Document Type: Research Paper
Department of English language and Literature, Vali-e-Asr University of Rafsanjan, Iran
Department of English Language and Literature, Vali-e-Asr University of Rafsanjan, Iran
Grounded on Hofstede's (1986) dichotomous model of collectivism/individualism, this study explored Iranian English as a foreign language (EFL) teachers' cultural identity. A sequential mixed methods procedure was adopted to examine their cultural orientation and the impact of length of experience on their degree of propensity to absorb the target language culture. A total of 120 female and male teachers of private English institutes with varying years of teaching record contributed to this research. Hofstede's Cultural Dimensions model was developed into a Likert-scale questionnaire, along with a number of complementary demographic questions. To gain a deeper understanding of the teachers' standpoints, six of the teachers were randomly selected to participate, and elaborate on their responses, in a semi-structured interview.

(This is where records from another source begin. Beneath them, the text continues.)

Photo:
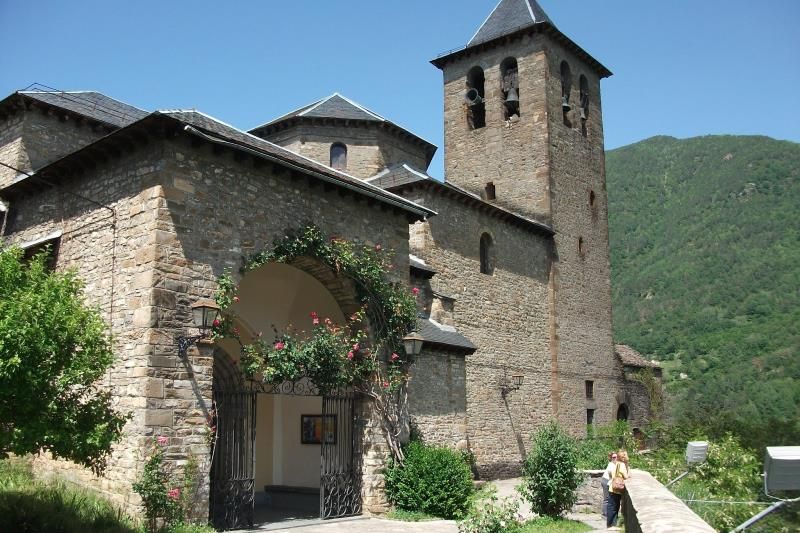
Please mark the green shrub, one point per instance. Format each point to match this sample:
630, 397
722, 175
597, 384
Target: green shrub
550, 474
492, 515
432, 480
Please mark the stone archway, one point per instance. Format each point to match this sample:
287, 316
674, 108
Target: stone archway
258, 424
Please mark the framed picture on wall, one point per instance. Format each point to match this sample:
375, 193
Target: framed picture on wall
316, 429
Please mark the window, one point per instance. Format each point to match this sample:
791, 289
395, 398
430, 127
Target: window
510, 87
566, 89
475, 99
584, 88
339, 156
487, 254
489, 191
49, 246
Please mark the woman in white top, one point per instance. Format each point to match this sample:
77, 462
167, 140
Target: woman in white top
604, 481
615, 495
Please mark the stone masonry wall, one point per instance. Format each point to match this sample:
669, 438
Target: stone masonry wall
437, 396
117, 269
581, 281
12, 151
512, 155
505, 315
369, 149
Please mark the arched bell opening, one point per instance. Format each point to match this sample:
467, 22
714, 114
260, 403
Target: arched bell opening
272, 442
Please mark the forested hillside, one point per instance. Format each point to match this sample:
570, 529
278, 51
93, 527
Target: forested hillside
705, 258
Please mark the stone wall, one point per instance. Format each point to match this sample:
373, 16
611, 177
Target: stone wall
582, 347
437, 396
512, 155
369, 148
649, 507
506, 315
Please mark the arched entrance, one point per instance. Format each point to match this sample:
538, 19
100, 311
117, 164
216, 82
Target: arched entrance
283, 452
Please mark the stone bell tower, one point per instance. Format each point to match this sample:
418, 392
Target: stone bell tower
523, 129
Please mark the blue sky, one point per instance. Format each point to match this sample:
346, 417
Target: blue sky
681, 67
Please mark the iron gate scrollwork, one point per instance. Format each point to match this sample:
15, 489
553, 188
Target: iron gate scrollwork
232, 495
340, 483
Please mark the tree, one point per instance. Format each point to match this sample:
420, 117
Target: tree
550, 472
53, 349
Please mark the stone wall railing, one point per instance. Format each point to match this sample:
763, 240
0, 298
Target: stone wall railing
649, 507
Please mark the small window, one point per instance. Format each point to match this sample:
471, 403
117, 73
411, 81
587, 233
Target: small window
487, 254
489, 191
566, 89
475, 98
510, 88
49, 247
339, 156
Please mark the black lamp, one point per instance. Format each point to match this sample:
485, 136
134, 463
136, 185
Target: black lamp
204, 313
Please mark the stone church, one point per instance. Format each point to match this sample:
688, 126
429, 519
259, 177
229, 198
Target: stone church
509, 253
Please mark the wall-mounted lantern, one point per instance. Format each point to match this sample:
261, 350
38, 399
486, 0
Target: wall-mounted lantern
508, 386
413, 343
204, 313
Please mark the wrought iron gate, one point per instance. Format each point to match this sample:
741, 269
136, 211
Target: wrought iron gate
340, 483
233, 465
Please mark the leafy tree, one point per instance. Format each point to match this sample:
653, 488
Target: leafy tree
53, 349
550, 472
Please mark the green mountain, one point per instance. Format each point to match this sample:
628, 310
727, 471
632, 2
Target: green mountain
705, 260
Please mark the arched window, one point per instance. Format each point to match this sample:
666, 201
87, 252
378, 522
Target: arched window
475, 98
510, 87
566, 89
487, 254
339, 156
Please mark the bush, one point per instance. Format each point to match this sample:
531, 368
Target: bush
492, 516
550, 473
432, 480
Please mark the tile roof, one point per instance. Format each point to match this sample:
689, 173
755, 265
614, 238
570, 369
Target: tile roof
631, 357
436, 333
89, 104
507, 17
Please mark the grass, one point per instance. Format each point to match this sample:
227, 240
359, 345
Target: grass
554, 525
28, 505
410, 516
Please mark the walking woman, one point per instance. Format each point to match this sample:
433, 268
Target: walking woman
612, 461
616, 489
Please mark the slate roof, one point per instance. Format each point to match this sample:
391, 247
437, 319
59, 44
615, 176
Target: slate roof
397, 176
90, 104
631, 357
436, 333
338, 107
213, 130
507, 17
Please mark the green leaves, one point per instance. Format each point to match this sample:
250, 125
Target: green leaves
550, 472
53, 349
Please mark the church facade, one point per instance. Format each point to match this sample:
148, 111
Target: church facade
509, 253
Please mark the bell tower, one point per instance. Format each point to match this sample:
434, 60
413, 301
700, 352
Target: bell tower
523, 129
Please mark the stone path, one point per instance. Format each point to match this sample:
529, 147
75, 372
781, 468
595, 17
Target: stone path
505, 488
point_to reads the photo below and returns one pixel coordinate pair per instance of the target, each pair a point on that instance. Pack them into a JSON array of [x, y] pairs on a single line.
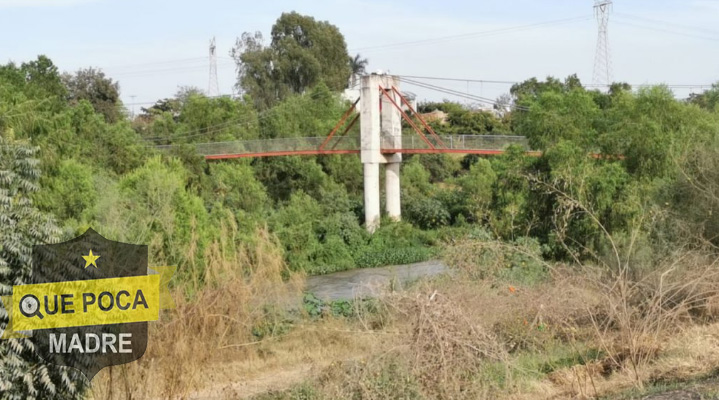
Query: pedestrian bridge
[[411, 144]]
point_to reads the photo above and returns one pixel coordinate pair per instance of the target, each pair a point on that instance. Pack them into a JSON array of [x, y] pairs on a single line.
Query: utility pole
[[132, 96], [213, 88], [602, 58]]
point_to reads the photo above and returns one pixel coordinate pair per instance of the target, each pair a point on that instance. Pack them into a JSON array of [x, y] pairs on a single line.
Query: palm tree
[[358, 66]]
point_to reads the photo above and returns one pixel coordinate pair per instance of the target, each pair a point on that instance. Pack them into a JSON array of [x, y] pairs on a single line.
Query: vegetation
[[618, 219]]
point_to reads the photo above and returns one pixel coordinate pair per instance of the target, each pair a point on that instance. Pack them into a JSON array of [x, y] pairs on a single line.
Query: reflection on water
[[367, 282]]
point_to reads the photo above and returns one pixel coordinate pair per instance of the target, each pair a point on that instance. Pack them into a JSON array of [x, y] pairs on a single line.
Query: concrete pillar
[[371, 196], [370, 154], [391, 128], [392, 191]]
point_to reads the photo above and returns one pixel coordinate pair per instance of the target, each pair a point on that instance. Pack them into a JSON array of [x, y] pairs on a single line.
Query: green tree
[[302, 53], [708, 99], [23, 374], [92, 85]]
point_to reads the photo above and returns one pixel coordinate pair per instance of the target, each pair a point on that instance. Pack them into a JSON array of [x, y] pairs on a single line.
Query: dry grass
[[245, 291], [578, 334]]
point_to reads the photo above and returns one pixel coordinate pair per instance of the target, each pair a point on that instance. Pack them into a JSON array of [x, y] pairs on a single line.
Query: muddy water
[[369, 282]]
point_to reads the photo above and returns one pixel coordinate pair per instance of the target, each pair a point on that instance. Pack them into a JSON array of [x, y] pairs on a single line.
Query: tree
[[709, 99], [91, 84], [358, 65], [302, 53], [23, 374]]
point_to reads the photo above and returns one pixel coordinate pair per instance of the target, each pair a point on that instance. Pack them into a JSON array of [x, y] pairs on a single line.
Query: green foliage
[[23, 374], [477, 189], [70, 193], [92, 85], [302, 53]]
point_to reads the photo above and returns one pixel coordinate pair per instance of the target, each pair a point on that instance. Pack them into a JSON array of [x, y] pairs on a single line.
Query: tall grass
[[243, 290]]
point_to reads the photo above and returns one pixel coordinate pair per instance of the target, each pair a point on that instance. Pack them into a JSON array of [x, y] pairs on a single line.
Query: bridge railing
[[311, 145], [460, 142]]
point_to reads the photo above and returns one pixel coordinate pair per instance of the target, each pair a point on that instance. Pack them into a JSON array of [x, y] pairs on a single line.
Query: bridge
[[381, 110], [411, 144]]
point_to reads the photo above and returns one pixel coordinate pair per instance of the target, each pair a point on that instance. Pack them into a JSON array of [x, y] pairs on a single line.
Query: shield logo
[[89, 257]]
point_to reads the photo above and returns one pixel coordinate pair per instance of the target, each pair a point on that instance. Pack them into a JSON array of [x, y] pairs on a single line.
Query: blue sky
[[154, 47]]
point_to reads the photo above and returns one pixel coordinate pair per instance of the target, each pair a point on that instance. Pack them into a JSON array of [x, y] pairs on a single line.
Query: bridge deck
[[411, 144]]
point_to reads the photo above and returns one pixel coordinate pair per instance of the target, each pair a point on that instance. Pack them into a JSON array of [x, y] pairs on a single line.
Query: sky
[[155, 47]]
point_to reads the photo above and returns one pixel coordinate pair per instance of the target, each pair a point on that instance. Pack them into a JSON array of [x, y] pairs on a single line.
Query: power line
[[664, 30], [602, 56], [665, 23], [457, 93], [507, 82], [459, 79], [474, 34], [213, 87]]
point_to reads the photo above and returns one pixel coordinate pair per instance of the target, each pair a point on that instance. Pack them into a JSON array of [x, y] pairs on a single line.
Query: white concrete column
[[371, 196], [392, 191], [370, 154], [391, 127]]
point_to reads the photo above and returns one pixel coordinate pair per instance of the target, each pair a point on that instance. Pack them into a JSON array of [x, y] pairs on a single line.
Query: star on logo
[[90, 260]]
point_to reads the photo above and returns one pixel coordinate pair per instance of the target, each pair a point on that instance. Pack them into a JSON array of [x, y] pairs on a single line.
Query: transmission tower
[[602, 58], [213, 88]]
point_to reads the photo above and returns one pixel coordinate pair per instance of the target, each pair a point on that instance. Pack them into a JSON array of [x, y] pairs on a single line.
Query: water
[[369, 282]]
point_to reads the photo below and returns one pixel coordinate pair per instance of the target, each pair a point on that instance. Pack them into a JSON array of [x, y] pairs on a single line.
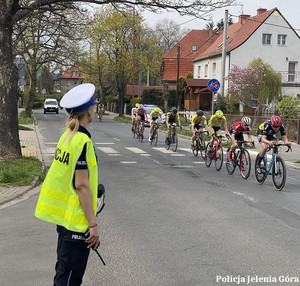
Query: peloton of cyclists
[[155, 113], [214, 125], [172, 117], [196, 124], [141, 116], [133, 115], [266, 135]]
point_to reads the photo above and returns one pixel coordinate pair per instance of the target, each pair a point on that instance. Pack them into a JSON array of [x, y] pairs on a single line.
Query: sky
[[288, 8]]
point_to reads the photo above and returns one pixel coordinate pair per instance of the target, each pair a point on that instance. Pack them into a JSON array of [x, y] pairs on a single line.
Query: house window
[[206, 70], [214, 68], [281, 40], [199, 71], [267, 39], [292, 72]]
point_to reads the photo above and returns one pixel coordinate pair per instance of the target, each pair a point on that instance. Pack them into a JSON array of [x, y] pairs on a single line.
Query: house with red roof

The analysis of the findings revealed that Iranian EFL teachers were primarily identified as being individualist, irrespective of the span of their professional experience. The finding tends to contradict Hofstede's survey where Iranians had been identified as collectivists as a whole. Even though career length did not statistically disclose their degree of cultural affiliation, teachers' responses at the interview revealed some underlying trends accounting for their identity shifts. It seems to be the case that exposure to and contact with the English language covertly transformed non-native teachers' cultural identity over time. By extension, it may well be that foreign language teachers apart from their indigenous cultural persuasions, seem to grow into the target culture they are exposed to, without even being physically present in the target community environment.